How is pancreatic cystadenocarcinoma diagnosed?
summary
Now it's not uncommon to hear who has got what kind of cancer. Life is getting better and better, and the incidence of all kinds of cancer is also increasing. Some time ago, my best friend was diagnosed with pancreatic cystadenocarcinoma. Fortunately, after treatment, her condition has stabilized. Now let's talk about how to diagnose pancreatic cystadenocarcinoma.
How is pancreatic cystadenocarcinoma diagnosed?
First: examination items: abdominal plain film, upper gastrointestinal X-ray barium meal, abdominal CT, MDR gene detection, percutaneous transhepatic biliary drainage (PTD), ultrasonic diagnosis of pancreatic diseases, serous effusion cytology, fecal nitrogen, carcinoembryonic antigen (CEA), endoscopic retrograde cholangiopancreatography (ERCP), fecal muscle fiber, plasma free cortisol
Second, serum ca9-9 may be significantly increased in patients with cystadenocarcinoma, but decreased after surgical resection. Tumor recurrence and metastasis can be increased again. Ca9-9 can be used as an indicator of recurrence of cystadenocarcinoma after surgery. In patients with cystadenoma, serum CEA and ca9-9 were normal.

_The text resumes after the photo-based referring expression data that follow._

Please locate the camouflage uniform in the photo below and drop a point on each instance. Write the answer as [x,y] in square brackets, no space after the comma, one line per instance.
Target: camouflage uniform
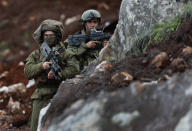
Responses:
[46,88]
[85,54]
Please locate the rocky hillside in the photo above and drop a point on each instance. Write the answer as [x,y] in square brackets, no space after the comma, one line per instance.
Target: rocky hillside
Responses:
[144,82]
[18,20]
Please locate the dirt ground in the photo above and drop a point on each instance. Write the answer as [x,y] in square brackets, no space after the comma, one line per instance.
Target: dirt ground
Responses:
[21,18]
[158,63]
[18,20]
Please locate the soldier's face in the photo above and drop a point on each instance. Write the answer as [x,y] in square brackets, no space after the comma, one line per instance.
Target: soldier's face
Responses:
[92,24]
[49,37]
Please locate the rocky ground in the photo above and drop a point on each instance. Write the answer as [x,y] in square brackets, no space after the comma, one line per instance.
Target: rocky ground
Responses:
[158,63]
[17,23]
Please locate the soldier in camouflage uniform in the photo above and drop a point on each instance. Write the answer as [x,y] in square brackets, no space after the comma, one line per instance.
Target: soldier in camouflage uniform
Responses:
[87,52]
[50,31]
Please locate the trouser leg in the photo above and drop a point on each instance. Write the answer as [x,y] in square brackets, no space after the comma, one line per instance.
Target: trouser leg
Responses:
[38,104]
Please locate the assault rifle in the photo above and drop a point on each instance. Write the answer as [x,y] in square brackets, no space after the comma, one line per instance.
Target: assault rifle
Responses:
[76,40]
[52,56]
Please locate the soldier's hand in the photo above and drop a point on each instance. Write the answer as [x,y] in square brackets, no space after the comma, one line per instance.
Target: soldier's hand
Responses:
[92,44]
[105,42]
[46,65]
[50,75]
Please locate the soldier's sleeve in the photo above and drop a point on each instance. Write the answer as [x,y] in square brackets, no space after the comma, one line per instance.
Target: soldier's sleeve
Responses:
[72,66]
[32,67]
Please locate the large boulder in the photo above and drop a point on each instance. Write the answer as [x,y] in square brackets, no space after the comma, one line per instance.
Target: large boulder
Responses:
[140,107]
[135,18]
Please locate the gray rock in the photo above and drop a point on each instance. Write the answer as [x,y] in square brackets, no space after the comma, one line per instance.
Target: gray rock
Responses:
[85,119]
[135,18]
[124,119]
[185,122]
[159,107]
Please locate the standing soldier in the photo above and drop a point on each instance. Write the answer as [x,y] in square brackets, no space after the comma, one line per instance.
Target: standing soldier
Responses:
[51,32]
[87,52]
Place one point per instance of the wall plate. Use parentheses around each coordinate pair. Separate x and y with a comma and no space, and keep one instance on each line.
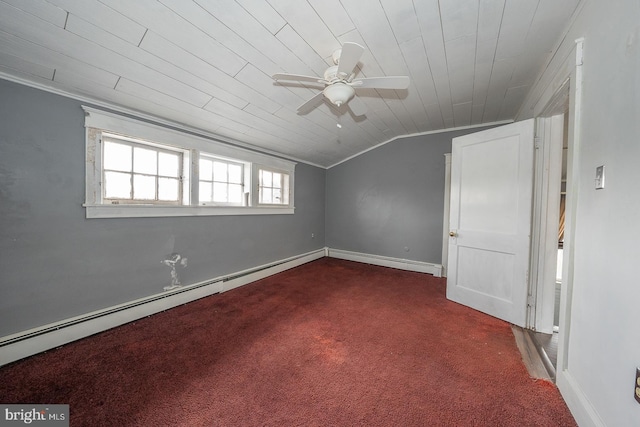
(600,177)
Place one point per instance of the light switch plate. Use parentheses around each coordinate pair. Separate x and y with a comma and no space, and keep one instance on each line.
(600,177)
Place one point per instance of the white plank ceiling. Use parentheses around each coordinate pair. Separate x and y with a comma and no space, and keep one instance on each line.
(206,64)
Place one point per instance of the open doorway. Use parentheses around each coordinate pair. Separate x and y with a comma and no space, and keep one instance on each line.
(548,243)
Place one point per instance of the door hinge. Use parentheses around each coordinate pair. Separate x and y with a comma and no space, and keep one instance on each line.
(531,301)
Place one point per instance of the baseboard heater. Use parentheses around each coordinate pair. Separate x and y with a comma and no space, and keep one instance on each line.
(33,341)
(105,312)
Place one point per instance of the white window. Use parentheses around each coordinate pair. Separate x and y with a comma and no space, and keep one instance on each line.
(273,187)
(139,169)
(135,172)
(221,182)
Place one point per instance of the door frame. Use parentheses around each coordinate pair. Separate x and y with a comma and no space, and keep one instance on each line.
(568,75)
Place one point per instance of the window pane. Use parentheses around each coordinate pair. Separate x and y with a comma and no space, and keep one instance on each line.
(220,192)
(266,179)
(117,185)
(168,189)
(235,174)
(117,156)
(266,195)
(285,189)
(144,187)
(219,171)
(206,169)
(277,180)
(235,193)
(205,192)
(145,161)
(169,165)
(277,196)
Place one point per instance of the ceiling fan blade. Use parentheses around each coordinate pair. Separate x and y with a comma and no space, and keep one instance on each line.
(297,78)
(357,106)
(311,104)
(351,53)
(392,82)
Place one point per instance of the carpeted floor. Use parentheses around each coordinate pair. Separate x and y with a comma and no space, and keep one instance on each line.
(330,343)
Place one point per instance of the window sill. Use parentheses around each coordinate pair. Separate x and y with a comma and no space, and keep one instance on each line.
(149,211)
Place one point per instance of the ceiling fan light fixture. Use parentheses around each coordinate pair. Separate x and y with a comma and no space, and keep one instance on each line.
(339,93)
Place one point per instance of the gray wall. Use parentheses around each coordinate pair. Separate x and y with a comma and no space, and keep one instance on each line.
(55,263)
(390,200)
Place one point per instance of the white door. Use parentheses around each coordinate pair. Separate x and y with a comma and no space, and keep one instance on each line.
(490,220)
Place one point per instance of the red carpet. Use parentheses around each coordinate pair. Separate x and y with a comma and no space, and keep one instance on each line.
(331,343)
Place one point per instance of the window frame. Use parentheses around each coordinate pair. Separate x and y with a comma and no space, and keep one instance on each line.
(99,122)
(246,182)
(134,142)
(283,172)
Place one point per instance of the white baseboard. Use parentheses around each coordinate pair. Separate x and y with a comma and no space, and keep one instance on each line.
(27,343)
(578,403)
(402,264)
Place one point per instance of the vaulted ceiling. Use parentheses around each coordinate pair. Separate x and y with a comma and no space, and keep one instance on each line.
(207,64)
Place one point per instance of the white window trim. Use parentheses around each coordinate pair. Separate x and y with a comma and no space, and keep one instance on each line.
(256,183)
(193,145)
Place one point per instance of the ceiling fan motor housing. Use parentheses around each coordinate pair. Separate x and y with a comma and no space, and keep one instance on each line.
(339,93)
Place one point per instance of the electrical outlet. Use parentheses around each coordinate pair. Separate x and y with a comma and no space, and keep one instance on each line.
(637,392)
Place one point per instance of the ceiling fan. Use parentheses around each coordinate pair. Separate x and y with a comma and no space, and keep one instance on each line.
(340,82)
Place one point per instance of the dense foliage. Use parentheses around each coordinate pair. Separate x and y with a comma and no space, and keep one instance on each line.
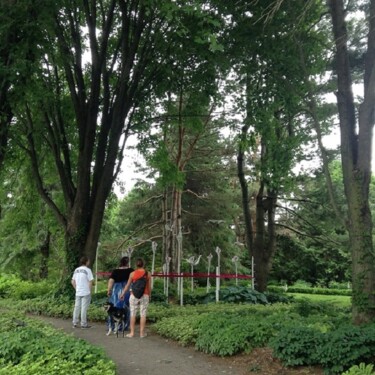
(29,346)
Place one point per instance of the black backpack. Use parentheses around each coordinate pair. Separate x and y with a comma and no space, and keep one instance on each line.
(138,286)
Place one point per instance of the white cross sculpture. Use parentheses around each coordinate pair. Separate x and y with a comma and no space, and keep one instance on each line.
(193,262)
(154,245)
(209,258)
(235,260)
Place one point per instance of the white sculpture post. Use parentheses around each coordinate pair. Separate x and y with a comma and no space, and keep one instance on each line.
(218,251)
(96,268)
(164,278)
(235,260)
(130,252)
(154,245)
(167,262)
(209,258)
(179,257)
(193,262)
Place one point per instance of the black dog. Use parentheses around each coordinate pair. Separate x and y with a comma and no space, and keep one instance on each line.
(116,315)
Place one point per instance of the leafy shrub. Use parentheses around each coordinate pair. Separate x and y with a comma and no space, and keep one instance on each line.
(12,286)
(183,329)
(305,307)
(361,369)
(229,334)
(237,294)
(307,290)
(334,350)
(31,347)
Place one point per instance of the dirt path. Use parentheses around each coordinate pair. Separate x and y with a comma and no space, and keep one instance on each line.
(152,355)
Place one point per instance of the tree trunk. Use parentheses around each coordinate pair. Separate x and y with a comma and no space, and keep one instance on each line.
(45,251)
(245,193)
(265,237)
(356,150)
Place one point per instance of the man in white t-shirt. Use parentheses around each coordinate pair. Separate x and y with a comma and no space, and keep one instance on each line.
(82,282)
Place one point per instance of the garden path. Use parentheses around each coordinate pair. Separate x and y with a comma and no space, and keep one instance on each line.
(152,355)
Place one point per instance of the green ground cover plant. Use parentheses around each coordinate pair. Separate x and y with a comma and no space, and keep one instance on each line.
(32,347)
(302,330)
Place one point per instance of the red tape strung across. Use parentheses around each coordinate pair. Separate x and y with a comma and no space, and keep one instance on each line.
(195,275)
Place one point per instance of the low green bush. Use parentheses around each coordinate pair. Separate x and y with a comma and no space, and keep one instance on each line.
(361,369)
(32,347)
(335,350)
(307,290)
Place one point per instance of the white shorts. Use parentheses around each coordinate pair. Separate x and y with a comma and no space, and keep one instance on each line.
(142,303)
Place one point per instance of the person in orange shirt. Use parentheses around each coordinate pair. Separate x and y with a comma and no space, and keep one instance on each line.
(135,303)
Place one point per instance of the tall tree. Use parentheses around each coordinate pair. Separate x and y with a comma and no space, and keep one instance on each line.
(265,56)
(103,59)
(356,126)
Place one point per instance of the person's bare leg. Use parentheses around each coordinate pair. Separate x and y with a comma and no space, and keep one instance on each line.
(132,326)
(142,326)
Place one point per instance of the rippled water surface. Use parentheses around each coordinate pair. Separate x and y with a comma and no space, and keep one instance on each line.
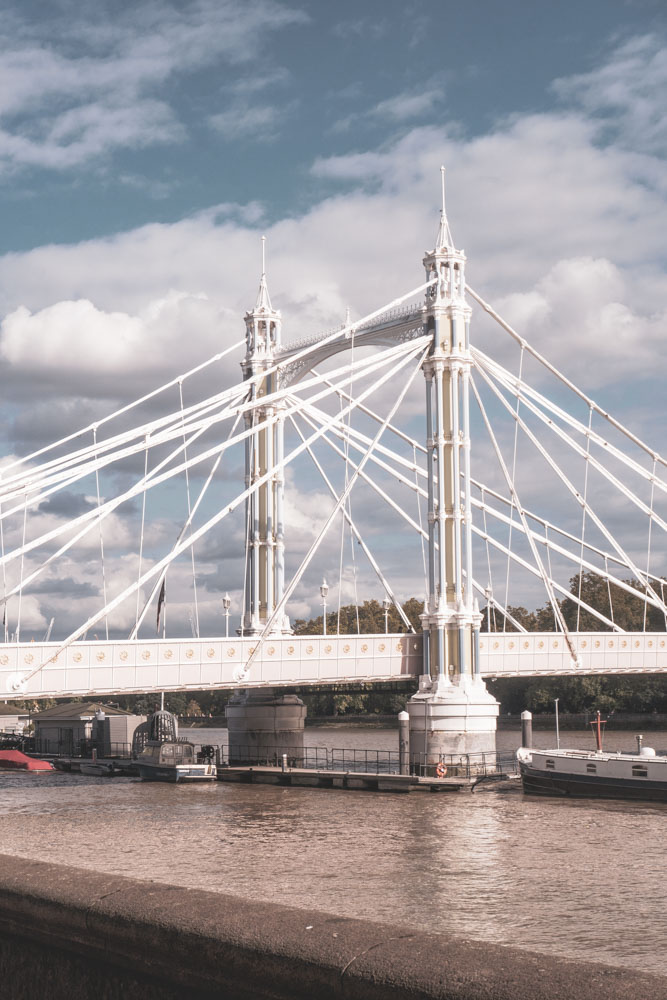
(580,878)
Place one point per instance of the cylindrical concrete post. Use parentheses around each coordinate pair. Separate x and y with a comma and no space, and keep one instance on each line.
(404,742)
(263,726)
(526,729)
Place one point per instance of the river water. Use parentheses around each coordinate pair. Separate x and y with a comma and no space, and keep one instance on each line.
(578,878)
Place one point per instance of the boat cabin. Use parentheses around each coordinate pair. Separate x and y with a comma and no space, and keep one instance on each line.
(167,753)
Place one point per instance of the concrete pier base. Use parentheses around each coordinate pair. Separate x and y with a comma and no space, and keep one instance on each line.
(449,718)
(262,724)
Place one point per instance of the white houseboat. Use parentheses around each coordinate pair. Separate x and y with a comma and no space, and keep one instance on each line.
(594,773)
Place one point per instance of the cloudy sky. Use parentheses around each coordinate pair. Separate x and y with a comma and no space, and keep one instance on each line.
(146,147)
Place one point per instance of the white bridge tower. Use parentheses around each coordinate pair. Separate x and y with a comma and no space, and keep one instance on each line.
(265,551)
(452,712)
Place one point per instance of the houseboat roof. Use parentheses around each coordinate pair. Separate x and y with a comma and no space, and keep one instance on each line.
(77,710)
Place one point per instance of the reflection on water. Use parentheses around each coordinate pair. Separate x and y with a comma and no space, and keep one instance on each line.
(578,878)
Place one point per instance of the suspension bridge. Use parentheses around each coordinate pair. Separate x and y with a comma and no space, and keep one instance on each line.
(118,517)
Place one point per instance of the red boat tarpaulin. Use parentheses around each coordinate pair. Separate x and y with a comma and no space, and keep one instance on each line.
(14,760)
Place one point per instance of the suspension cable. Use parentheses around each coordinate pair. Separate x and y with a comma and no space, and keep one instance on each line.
(514,450)
(584,506)
(648,541)
(187,490)
(536,556)
(141,537)
(99,522)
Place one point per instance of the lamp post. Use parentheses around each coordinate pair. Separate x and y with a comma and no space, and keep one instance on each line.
(488,593)
(324,590)
(226,603)
(386,604)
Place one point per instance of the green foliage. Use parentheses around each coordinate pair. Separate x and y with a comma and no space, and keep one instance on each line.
(365,619)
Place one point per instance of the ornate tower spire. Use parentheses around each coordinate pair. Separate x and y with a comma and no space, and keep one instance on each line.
(265,559)
(444,237)
(262,323)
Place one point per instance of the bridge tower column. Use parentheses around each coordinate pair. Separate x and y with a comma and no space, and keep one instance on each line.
(264,449)
(263,724)
(452,713)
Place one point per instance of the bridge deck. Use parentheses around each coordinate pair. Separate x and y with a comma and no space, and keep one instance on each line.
(41,670)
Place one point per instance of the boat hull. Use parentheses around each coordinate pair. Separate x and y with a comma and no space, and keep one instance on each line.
(178,773)
(99,770)
(538,782)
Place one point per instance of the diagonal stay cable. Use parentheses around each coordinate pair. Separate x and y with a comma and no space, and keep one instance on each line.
(406,352)
(341,500)
(536,556)
(357,534)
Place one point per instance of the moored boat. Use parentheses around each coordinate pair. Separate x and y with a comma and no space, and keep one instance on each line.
(594,773)
(99,769)
(174,761)
(16,760)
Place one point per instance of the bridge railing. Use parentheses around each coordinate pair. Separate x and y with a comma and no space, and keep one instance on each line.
(371,761)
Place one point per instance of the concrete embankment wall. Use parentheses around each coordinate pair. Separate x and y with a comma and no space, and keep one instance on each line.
(70,934)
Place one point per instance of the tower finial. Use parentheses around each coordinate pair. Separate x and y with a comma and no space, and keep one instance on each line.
(444,237)
(263,300)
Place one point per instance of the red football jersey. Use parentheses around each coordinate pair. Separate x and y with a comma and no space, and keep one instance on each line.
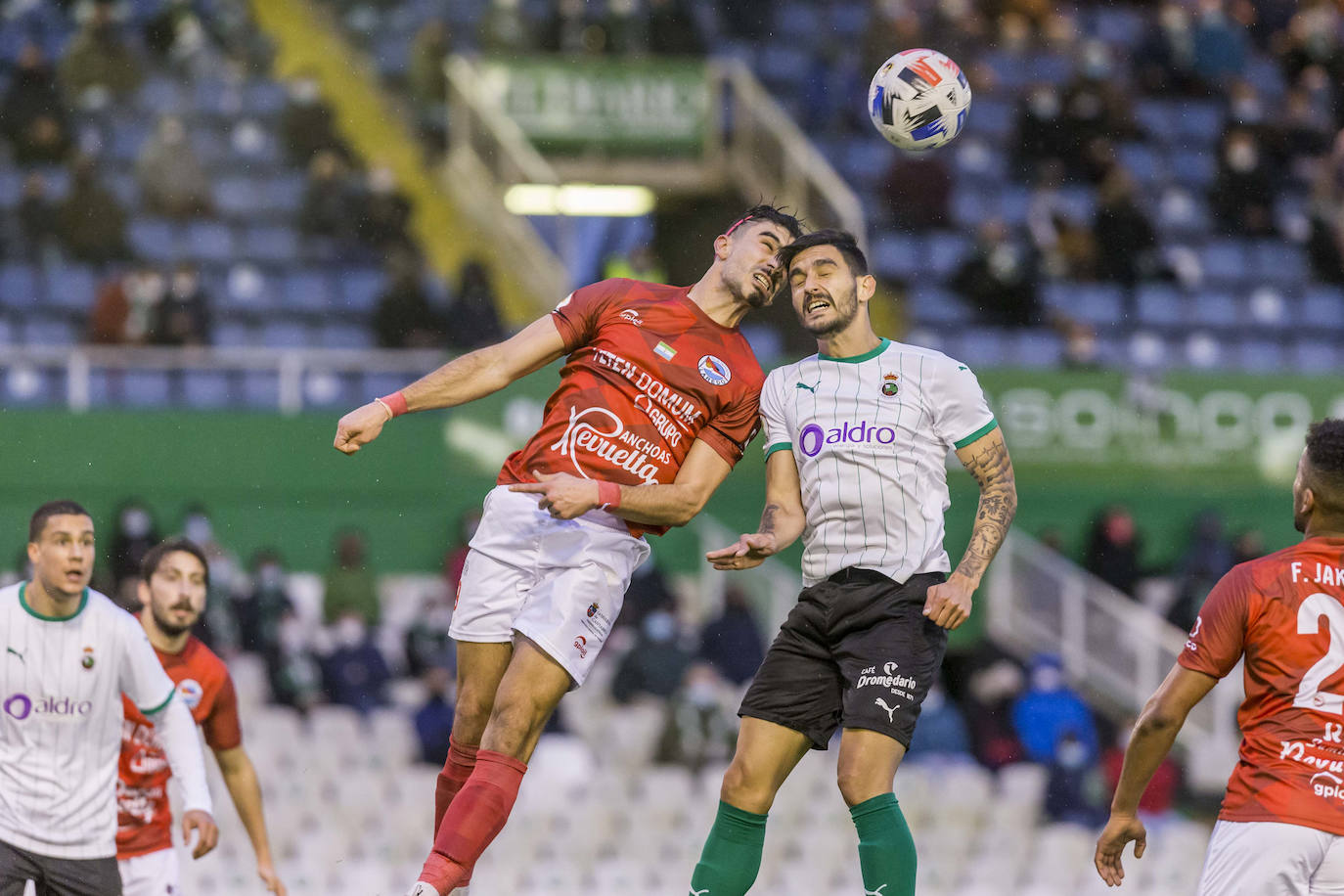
(144,820)
(648,374)
(1285,611)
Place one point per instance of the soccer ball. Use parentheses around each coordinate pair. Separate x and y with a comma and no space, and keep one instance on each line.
(918,100)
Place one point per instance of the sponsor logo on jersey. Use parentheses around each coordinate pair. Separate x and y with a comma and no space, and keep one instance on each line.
(191,692)
(714,371)
(21,705)
(813,438)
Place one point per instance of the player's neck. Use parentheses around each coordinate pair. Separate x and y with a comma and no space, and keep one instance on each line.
(712,297)
(162,641)
(850,342)
(50,604)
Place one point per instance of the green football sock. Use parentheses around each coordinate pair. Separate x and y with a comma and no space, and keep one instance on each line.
(886,848)
(732,855)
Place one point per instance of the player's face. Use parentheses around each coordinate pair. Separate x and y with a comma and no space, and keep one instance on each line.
(62,557)
(176,593)
(751,272)
(826,291)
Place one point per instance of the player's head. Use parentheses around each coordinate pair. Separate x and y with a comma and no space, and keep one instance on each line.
(829,278)
(746,251)
(173,580)
(61,548)
(1319,488)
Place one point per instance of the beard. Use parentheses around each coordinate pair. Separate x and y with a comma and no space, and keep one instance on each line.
(169,628)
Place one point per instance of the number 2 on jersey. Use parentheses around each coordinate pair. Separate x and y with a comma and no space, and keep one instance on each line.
(1309,694)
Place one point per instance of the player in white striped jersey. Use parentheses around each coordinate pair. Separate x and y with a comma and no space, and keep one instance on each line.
(68,655)
(856,445)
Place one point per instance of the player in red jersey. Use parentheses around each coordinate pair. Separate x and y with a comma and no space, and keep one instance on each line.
(1281,829)
(172,593)
(657,398)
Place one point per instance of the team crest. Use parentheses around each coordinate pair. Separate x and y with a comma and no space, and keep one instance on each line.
(191,692)
(714,371)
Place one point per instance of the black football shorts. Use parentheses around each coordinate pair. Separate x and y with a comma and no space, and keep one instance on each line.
(856,650)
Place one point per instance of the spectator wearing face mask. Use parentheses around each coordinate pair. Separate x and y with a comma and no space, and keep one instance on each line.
(656,665)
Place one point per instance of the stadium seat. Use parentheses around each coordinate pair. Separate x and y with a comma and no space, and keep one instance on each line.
(18,287)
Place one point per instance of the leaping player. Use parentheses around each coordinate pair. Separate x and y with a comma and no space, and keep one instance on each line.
(1281,829)
(656,402)
(175,579)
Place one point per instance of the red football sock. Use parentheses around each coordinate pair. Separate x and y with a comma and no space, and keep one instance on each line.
(457,769)
(473,820)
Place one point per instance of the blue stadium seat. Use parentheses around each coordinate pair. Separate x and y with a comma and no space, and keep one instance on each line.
(47,331)
(71,288)
(18,287)
(154,240)
(205,388)
(308,291)
(270,244)
(344,336)
(280,334)
(1322,308)
(360,288)
(1315,356)
(1215,309)
(210,242)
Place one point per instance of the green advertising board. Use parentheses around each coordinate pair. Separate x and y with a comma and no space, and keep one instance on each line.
(1080,441)
(613,107)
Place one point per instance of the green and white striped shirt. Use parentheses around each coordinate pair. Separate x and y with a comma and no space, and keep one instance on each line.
(872,435)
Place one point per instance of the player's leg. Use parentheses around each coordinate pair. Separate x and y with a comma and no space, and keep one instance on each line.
(890,654)
(17,868)
(1262,859)
(527,696)
(791,705)
(480,668)
(732,855)
(1328,878)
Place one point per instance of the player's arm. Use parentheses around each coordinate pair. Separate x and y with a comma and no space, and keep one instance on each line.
(781,520)
(1152,739)
(674,504)
(987,460)
(241,778)
(461,381)
(178,733)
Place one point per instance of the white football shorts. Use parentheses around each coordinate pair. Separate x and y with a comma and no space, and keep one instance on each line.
(151,874)
(1272,859)
(560,583)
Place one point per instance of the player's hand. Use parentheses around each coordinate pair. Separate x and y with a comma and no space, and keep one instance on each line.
(750,551)
(562,495)
(360,426)
(1110,845)
(207,834)
(948,605)
(268,874)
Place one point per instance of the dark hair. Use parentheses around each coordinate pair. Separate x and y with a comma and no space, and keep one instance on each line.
(51,508)
(773,215)
(843,241)
(155,555)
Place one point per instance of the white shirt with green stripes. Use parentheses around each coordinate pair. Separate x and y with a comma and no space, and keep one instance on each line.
(872,437)
(61,686)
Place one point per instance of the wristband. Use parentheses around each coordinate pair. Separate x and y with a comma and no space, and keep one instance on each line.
(395,403)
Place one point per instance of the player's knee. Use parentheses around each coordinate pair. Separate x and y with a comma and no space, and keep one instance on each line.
(743,790)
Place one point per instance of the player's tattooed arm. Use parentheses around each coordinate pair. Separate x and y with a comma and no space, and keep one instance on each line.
(987,460)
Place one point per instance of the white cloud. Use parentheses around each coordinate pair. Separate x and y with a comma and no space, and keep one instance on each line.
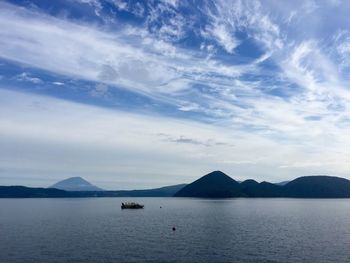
(54,139)
(26,77)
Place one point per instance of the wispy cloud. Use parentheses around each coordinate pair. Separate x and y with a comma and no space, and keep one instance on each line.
(262,76)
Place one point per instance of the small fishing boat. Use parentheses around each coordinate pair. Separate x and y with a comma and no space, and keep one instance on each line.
(131,205)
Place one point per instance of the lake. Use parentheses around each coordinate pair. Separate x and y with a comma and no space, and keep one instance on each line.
(231,230)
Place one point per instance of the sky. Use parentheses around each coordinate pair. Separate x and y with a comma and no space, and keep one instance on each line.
(142,94)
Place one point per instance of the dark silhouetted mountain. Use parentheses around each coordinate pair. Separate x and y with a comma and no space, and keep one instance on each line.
(218,185)
(75,184)
(214,185)
(252,188)
(318,187)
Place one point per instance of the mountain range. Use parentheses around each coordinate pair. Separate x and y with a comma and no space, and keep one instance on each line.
(217,185)
(213,185)
(75,184)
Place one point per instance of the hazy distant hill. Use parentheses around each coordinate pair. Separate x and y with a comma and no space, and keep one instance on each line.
(26,192)
(214,184)
(22,192)
(75,184)
(166,191)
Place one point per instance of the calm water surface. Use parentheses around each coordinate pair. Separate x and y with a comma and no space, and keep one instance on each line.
(233,230)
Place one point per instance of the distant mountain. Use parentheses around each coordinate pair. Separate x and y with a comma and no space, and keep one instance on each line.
(252,188)
(167,191)
(75,184)
(23,192)
(29,192)
(282,183)
(218,185)
(317,187)
(215,184)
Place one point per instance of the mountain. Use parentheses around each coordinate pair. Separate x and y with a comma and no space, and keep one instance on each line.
(282,183)
(214,185)
(219,185)
(23,192)
(75,184)
(318,187)
(30,192)
(166,191)
(252,188)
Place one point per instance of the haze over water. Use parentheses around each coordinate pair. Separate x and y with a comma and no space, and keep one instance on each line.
(207,230)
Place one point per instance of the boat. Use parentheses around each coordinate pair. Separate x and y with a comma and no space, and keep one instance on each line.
(131,205)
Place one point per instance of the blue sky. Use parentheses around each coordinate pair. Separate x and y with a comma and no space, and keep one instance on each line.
(133,94)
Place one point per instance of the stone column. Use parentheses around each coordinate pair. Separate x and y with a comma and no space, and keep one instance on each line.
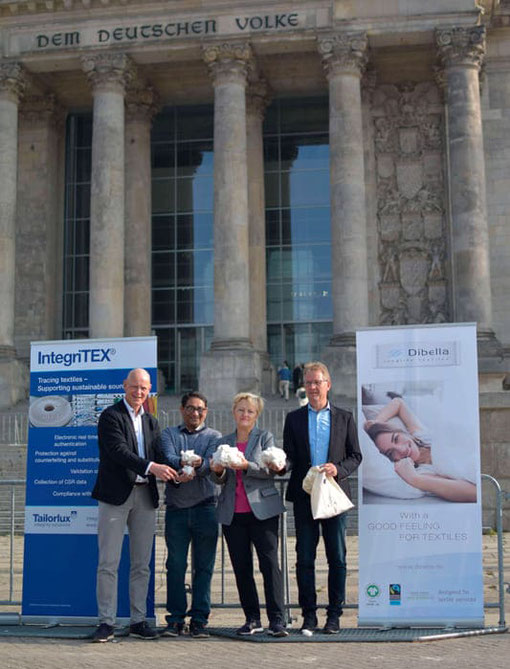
(12,86)
(256,102)
(140,109)
(107,74)
(231,364)
(39,217)
(461,51)
(344,57)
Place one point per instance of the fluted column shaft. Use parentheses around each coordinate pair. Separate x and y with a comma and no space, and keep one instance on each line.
(461,51)
(138,231)
(228,67)
(12,85)
(256,102)
(107,74)
(344,57)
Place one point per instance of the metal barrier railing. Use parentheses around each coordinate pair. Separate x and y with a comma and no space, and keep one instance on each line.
(12,518)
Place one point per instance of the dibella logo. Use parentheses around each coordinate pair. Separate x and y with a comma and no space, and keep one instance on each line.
(429,354)
(83,355)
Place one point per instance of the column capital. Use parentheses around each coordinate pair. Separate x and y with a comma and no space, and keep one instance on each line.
(228,61)
(13,81)
(108,71)
(36,108)
(257,98)
(142,103)
(343,52)
(461,46)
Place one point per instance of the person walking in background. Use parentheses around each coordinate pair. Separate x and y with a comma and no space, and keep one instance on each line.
(319,434)
(284,376)
(190,518)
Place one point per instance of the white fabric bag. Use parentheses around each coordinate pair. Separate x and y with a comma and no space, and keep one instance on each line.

Third: the analysis of cystic fluid, preoperative or intraoperative aspiration of cystic fluid for enzymology, tumor markers and cytological examination has differential diagnostic value. The ways to obtain the cystic fluid include percutaneous fine needle aspiration under the guidance of B-ultrasound, intraoperative aspiration, duodenal aspiration during ERCP, and laparoscopy and aspiration.
matters needing attention
1. Eat less or limit fat meat, fish roe, brain marrow, greasy, fried and other indigestible food, avoid spicy stimulants such as onion, ginger, garlic and pepper, and avoid tobacco and alcohol. 2. The diet after pancreatic cancer surgery should be used to replenish qi and blood, strengthen spleen and stomach, such as glutinous rice, red beans, broad beans, yam, medlar, light vegetables, fig, hazelnut, milk, water chestnut powder, etc.